広く一般に出回ってるテレパイプは、悪用されないために外部からプロテクトを掛けられる仕組みになっているんだ。
広いネットワークの中で、皆の生体アドレスやクエストの履歴なんかも…アイテム売買の履歴も、全て管理されているんだ。
それらを追っていけば、あなた方のだけを作動させなくすることも容易い」
「ふむ、そこまでは理解…できたよ。
納得はできないけどな」
「それでいいです、事実のみを話しているので…続けます」
愛鷹丸さんの責め立てる視線を避けるように、また焚き火に目を移す。
そして、ポケットに忍ばせていたモノを皆が見えるように掲げた。
「俺が使ったテレパイプ…マキナさんには分かるはずです、これがどういったものか」
受け取ったマキナさんは、それを眺め…思案しているのか、眉間にシワを寄せている。
「…どう見ても普通のテレパイプじゃ……っ!?
そういう事…だったんだね、単純明快だよ…確かにこれなら、君のだけ作動しても不思議じゃないよ」
「な、なぁ…師匠?アタイにも分かるように教えてくれよ、どういうことなんだよ」
渡したモノを手で玩びながら答えた。
「…アザレアちゃんは、火薬の他にもお勉強が必要だね。
答えは簡単、そもそもないんだよ…コレには。
外部から遠隔操作出来ないように、受信機となる部分が取り払われているのさ。
所謂、『非合法アイテム』ってヤツだね…問題は、どうしてソレを君が持っていたって事なんだけど」
そう、言葉を区切り俺を見つめる彼女。
同時に周りも同じように見つめる。
「…俺は非正規アークスでした、それは今も変わりませんけど。ただ違うのは、当時は偽名を使っていたこと…場合によって薬物投与で性別自体も偽って活動していました。
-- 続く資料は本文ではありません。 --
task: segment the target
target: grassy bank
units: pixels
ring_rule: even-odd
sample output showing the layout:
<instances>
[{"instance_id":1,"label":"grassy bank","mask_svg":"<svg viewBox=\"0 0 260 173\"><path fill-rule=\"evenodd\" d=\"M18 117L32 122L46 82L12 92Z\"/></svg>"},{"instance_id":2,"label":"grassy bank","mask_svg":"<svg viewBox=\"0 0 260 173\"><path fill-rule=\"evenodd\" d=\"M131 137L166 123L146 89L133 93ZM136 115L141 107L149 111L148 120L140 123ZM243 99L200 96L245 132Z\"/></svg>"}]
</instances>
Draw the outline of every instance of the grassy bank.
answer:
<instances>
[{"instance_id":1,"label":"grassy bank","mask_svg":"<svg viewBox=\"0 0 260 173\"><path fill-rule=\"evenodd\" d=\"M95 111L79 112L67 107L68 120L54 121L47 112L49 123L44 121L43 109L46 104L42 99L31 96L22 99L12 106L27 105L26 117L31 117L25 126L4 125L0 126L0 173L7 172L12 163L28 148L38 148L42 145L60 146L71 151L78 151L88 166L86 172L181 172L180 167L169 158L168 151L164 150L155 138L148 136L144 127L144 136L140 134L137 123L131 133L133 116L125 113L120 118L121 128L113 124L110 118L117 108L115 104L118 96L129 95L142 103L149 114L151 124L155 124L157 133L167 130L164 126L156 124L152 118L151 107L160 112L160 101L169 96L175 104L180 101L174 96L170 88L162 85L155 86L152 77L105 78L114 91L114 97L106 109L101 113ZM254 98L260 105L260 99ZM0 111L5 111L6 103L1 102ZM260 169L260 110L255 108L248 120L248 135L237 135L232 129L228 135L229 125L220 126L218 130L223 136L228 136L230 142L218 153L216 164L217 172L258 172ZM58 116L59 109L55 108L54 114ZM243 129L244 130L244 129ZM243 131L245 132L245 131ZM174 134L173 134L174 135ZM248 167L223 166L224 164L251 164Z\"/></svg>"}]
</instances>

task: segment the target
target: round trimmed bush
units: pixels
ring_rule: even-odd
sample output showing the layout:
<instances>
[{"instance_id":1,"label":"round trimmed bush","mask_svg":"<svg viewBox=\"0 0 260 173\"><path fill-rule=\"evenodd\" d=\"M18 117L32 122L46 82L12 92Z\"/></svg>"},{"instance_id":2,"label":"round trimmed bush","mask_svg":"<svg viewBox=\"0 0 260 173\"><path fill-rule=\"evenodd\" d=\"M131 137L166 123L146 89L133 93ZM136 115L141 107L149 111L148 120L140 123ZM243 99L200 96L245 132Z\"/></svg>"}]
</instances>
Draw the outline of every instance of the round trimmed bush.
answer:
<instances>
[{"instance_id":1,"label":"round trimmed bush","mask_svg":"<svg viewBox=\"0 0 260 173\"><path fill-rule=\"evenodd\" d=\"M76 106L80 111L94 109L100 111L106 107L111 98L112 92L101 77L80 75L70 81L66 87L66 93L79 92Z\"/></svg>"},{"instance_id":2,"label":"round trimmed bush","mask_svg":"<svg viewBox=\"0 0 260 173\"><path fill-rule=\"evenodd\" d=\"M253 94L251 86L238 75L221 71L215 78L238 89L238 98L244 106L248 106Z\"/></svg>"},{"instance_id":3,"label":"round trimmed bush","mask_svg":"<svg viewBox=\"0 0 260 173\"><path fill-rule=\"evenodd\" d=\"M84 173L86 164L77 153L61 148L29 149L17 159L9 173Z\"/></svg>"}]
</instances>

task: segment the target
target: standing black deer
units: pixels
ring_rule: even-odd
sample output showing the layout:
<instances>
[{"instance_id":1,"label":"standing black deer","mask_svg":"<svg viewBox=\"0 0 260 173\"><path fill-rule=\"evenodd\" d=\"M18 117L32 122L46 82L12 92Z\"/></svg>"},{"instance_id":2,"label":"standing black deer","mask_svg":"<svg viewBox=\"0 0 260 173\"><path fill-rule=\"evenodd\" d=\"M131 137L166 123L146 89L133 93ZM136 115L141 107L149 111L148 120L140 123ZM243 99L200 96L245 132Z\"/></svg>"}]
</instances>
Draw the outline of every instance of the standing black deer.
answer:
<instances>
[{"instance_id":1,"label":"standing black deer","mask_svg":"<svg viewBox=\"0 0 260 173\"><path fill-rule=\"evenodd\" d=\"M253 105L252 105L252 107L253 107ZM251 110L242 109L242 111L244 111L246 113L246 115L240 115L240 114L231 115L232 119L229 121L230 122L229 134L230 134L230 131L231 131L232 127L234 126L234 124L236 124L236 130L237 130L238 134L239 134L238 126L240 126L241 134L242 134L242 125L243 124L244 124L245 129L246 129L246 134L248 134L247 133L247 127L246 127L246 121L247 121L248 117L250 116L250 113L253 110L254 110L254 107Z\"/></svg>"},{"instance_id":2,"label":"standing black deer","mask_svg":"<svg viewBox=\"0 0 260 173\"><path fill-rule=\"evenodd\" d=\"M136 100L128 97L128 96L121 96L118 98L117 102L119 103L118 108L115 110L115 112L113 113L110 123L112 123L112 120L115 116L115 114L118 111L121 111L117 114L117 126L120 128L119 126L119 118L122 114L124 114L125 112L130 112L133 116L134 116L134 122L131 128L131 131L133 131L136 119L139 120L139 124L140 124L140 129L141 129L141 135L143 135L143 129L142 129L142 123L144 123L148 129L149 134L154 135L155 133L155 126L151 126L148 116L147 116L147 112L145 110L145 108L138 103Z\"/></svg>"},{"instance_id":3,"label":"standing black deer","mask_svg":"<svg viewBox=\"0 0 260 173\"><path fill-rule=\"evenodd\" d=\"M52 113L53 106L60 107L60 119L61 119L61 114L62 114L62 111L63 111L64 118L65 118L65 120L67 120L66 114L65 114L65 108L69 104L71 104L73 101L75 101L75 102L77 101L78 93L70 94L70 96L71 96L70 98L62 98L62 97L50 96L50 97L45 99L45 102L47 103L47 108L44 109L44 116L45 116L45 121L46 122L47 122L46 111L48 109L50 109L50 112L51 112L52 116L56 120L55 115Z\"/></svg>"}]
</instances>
受けていたオーダーは一般のアークスが受けるモノと違い、ほの暗い事が多く…支給されるアイテムだと、身元がバレる可能性もありますから…」
「…そして、貴方はルーサーとも縁があった、そうよね?」
確認するように、でも優しく…問いかけてくる。
俺は手首に取り付けた端末機から記録を呼び出し、空中に投影した。
彼女が遺したモノの一つ。
「はい…俺のクライアントの人です、度々アイツの実験に参加させられていましたから。
ここに、ルーサーが行っていた違法研究や実験の記録と、それにまつわる手記の一部があります、その手記の中にはダーカー因子適合実験…その最終段階の実験場に…」
「まさか…エルダーと戦っている最中に!?」
ミユさんの顔つきが変わる…。
「ねぇ…ここにある、『被験者:別途記載による計画のtype 0 その廃棄対象を使用する為、死亡も可』って…もしかして」
一人、資料を読み進めていたマキナさんが問いかける。
「…そうです。俺のことなんです…この実験の内容はルーサーとその側近しか知り得なかった…他には厳重に秘訣されていた。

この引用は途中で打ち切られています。